BOL: Related items

10 NGS services companies around the globe !

BioStar — Sun, 22 Nov 2020 23:56:17 -0600

The global NGS services market is expected to reach USD 13.1 billion by 2025. Here are the top 10 NGS services companies to look for –

1. Illumina, Inc. (U.S.)

Illumina, Inc. was founded in 1998 and is headquartered at San Diego, U.S. Illumina, Inc. is one of the leading players in DNA sequencing and array-based technologies, serving customers in the research, clinical, and applied markets. The company offers products for applications in the life sciences, oncology, reproductive health, agriculture, and other emerging segments. The company serves government laboratories, genomic research centers, academics institutions as well as pharmaceutical, biotechnology, agrigenomics, commercial molecular diagnostics laboratories and consumer genomics companies. Illumina, Inc. has its geographic presence in North America, Europe, Latin America, Asia-pacific, and others.

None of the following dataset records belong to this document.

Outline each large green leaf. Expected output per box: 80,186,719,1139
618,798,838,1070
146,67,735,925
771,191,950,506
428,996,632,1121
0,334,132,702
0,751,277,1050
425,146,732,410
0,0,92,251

2. QIAGEN N.V. (Netherlands)

QIAGEN N.V. was incorporated in 1986 and is headquartered at Venlo, The Netherlands. The Company is engaged in providing Sample to Insight solutions that transform biological samples into molecular insights. QIAGEN provides its workflow to customers in molecular diagnostics, assay technologies, bioservices and automation systems. The company’s genome services are suitable for custom/tailored projects that allow access to genomic sequence information. The Company market its products in more than 100 countries across the Americas, Europe, Asia, Australia, and the Middle-East &Africa through its subsidiaries and channel partners.

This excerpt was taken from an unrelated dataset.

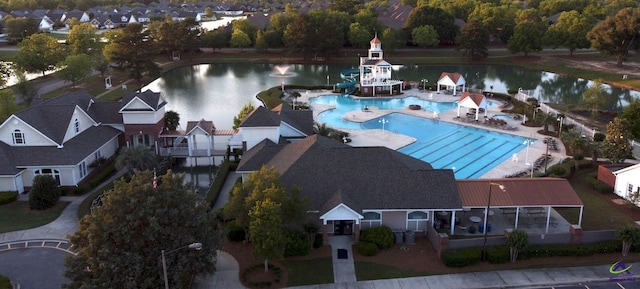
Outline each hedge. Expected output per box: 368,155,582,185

3. PerkinElmer, Inc. (U.S.)

PerkinElmer, Inc. was founded in 1947 and is headquartered in Waltham, Massachusetts, the U.S. PerkinElmer, Inc. offers its products & services and solutions for the diagnostics, food, environmental, industrial, life sciences research and laboratory services markets. The company offer comprehensive genetic testing solutions that help to provide insight into the complex nature of rare and inherited diseases. Some of the subsidiaries of the company are Caliper Life Sciences, Improvision, Viacell Inc., ViaCord LLC, among many others. The company has its facilities located in Europe (France, Germany, and Belgium), U.S. and Asia (China, India, and Japan).

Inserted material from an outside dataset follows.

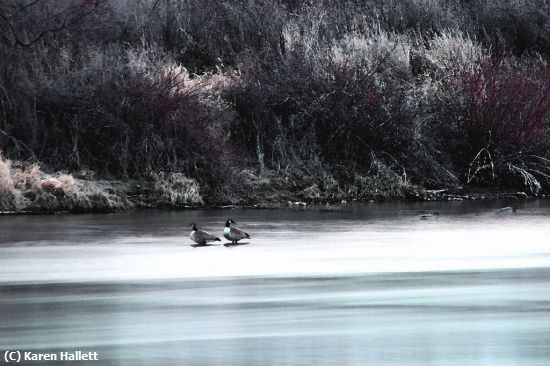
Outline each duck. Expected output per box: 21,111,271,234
495,206,518,215
189,223,221,245
223,219,250,244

4. Eurofins Scientific SE (Luxembourg)

Eurofins Scientific SE was founded in 1987 and is headquartered in Luxembourg, Europe. The company offers a portfolio of over 130,000 analytical methods and more than 150 million assays performed each year to establish the safety, identity, composition, authenticity, origin, traceability, and purity of biological substances and products, as well as carry out human diagnostic services. The company has its geographic presence across 39 countries in Europe, North and South America, and Asia-Pacific.

5. GATC Biotech AG (Germany)

GATC Biotech AG was founded in 1990 and is headquartered in Constance, Germany. The company provides DNA and RNA sequencing and bioservices solutions to academics and industrial areas. It also provides next generation sequencing services including genomes, targeted (re)-sequencing, human sample sequencing, transcriptomes, metagenomes, regulomes, pre-sequencing, NGS barcode labels, and next generation sequencing technologies; and bioservices services, including bioservices tools, pipelines and workflows, compute resources, data analysis reports, and case studies. GATC Biotech AG operates as a subsidiary of Eurofins Scientific SE. It offers its products through distributors in Italy, Japan, Portugal, Spain, and the Czech Republic.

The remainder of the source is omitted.